First: I tried uploading the csv to a DataFrame, and this csv has some empty fields.... and I didn't find a way to do it. I found someone posting in another post to use :
val df = sqlContext.read.format("com.databricks.spark.csv").option("header", "true").load("cars.csv")
but it gives me an error saying "Failed to load class for data source: com.databricks.spark.csv"
Then I uploaded the file and read it as a text file, without the headings as:
val sqlContext = new org.apache.spark.sql.SQLContext(sc);
import sqlContext.implicits._;
case class cars(id: Int, name: String, licence: String);
val carsDF = sc.textFile("../myTests/cars.csv").map(_.split(",")).map(p => cars( p(0).trim.toInt, p(1).trim, p(2).trim) ).toDF();
carsDF.registerTempTable("cars");
val dgp = sqlContext.sql("SELECT * FROM cars");
dgp.show()
gives an error because one of the licence field is empty... I tried to control this issue when I build the data frame but did not work.

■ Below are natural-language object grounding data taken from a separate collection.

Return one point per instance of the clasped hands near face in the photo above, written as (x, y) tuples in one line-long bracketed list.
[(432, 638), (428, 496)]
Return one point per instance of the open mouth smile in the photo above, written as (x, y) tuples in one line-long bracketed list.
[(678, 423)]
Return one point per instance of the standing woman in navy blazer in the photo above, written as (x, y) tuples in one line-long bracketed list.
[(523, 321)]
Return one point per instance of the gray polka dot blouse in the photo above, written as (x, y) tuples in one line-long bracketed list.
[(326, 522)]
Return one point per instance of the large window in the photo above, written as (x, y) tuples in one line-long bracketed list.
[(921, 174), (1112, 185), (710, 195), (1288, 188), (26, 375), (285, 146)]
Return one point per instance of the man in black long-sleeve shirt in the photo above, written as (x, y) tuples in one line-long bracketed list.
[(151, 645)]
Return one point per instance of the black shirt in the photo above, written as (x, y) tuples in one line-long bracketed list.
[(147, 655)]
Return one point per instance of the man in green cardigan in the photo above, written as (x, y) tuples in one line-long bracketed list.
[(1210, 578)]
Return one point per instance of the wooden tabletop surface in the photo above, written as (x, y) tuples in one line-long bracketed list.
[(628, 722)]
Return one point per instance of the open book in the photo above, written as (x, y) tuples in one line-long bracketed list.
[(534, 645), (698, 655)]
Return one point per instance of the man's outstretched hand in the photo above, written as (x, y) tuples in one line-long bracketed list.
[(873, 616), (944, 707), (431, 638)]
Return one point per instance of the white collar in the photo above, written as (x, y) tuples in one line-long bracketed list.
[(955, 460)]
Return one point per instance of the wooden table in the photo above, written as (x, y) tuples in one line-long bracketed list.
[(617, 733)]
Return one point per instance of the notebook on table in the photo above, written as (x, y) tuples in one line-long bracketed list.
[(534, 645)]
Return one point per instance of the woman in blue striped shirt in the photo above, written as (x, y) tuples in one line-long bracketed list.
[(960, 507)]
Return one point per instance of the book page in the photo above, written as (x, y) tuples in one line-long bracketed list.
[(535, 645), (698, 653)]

I can obviously go into the csv file but and fix by adding a null to it but U do not want to do this because of there are a lot of fields it could be problematic. I want to fix it programmatically either when i create the dataframe or the class...
any other thoughts please let me know as well
To be able to use spark-csv you have to make sure it is available. In an interactive mode the simplest solution is to use packages argument when you start shell:
bin/spark-shell --packages com.databricks:spark-csv_2.10:1.1.0
Regarding manual parsing working with csv files, especially malformed like cars.csv, requires much more work than simply splitting on commas. Some things to consider:
how to detect csv dialect, including method of string quoting
how to handle quotes and new line characters inside strings
how handle malformed lines
In case of example file you have to at least:
filter empty lines
read header
map lines to fields providing default value if field is missing
Here you go. Remember to check the delimiter for your CSV.
// create spark session
val spark = org.apache.spark.sql.SparkSession.builder
.master("local")
.appName("Spark CSV Reader")
.getOrCreate;
// read csv
val df = spark.read
.format("csv")
.option("header", "true") //reading the headers
.option("mode", "DROPMALFORMED")
.option("delimiter", ",")
.load("/your/csv/dir/simplecsv.csv")
// create a table from dataframe
df.createOrReplaceTempView("tableName")
// run your sql query
val sqlResults = spark.sql("SELECT * FROM tableName")
// display sql results
display(sqlResults)